Big Bird: killing sqli with graph homomorphisms
Sun 26 June 2022 — download

Sometimes in 2017, while blotus, bui and I were brainstorming what mitigations we wanted in Snuffleupagus, we really wanted to kill SQL Injections, but it's a hard problem.

During an evening train ride back from a mission for a customer, we were idly drinking beers and tossing ideas around on how to solve this intractable issue. Then I remembered that in 2015, I saw TQ's "Square Peg, Round Hole: Automatically stopping injection attacks with shape matching" at Berlinsides as well as Database Firewall from Scratch by raz0r and dnkolegov, and thought that they would be a good starting point. Except that we would do it at the PHP level instead of at the database one, granting us more context about what is happening. So I drafted a design document, in French, under the codename Big Bird and this blogpost is a rough translation of it.

Main idea

The crux here is to assume that only a fraction of a website's SQL queries is malicious, and that it's possible to detect those that aren't by comparing the AST of the original request against the AST with user inputs replaced with constants.

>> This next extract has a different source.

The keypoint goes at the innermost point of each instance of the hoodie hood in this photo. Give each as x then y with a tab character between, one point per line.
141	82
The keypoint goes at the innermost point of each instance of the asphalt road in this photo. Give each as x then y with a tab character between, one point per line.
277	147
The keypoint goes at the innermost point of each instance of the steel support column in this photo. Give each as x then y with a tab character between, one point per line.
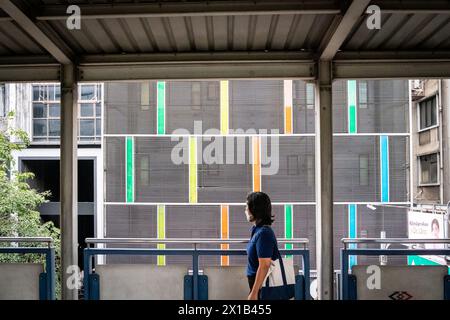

Replacements must be done in a (parallelizable) combinatorial way, for every input source: GET, POST, COOKIES, …

Doing so opens the door to second order exploits, allowing an attacker to send substrings of requests to generate false-positives, like sending SELECT A, B FROM to be passed to SELECT A, B FROM MYTABLE WHERE A.ID = "?";, resulting in CONSTANT MYTABLE WHERE A.ID = "CONSTANT". This can be used to arbitrary block some requests, but on the bright side, it's not impossible to generate false-negatives, up to homomorphisms of course, but if your application is vulnerable to data-only SQL attacks, you've got logic issues that can't be mitigated in a generic way anyway.

A table of legitimate AST can be cached in a hashtable, with something like H(file_name | line_number | simplified_stacktrace_to_remove_loops_and_dups | …) used as keys to tie legitimate SQL requests AST to where they're actually used/called from. This can be used to immediately identify legitimate requests, instead of doing the (costly) "replace user data and compare" dance, if someone sent a request with the same AST before.

Example

Original query: SELECT * FROM T WHERE ID="$1";

If $1 is set to 1, the query will be SELECT * FROM T WHERE ID="1", parsed as S * F T W C="STR" without constantification, and SELECT * FROM T WHERE ID="CST" aka S * F T W C="STR" with: they have the same AST, it's a legitimate query, we should store it into the cache.

If $1 is set to 1" OR 1 = 1, the query will be SELECT * FROM T WHERE ID="1" OR 1 = 1", parsed as S * F T W C="STR" O 1 = 1" without constantification, and SELECT * FROM T WHERE ID="CST" aka S * F T W C="CST": the two AST are different, and S * F T W C="STR" O 1 = 1" has never been seen before (it's not in the cache), meaning that this is an injection (or a false-positive).

If $1 is set to WHERE, the query will be SELECT * FROM T WHERE ID="WHERE", parsed as S * F T W C="STR" without constantification, and SELECT * FROM T CST ID="CST" aka CST * F T W C="CST", but while the AST are different, S * F T W C="STR" is present in the cache, meaning that this isn't an injection.

Limitations

An attacker could DoS its own process by sending a lot of variables, but isn't able to poison the known-legitimate-AST cache. The major limitation is that if the user's input is transformed before reaching the database, all bets are off, but this should™ be quite rare. Another pitfall is that an attacker is able to generate false-positives for never-seen-before legitimate queries, allowing to block the execution of arbitrary queries. This can be mitigated by using a crawler, or using a non-blocking mode for some time, to populate the cache.

Current and future status

I have a rough proof-of-concept of the implementation, but never published it, since it was quite brittle, horribly hackish and with a terrifying SQL parser contraption. I don't plan on implementing it further in Snuffleupagus, but I'm always happy to review and merge pull-requests if one feels inclined to send some.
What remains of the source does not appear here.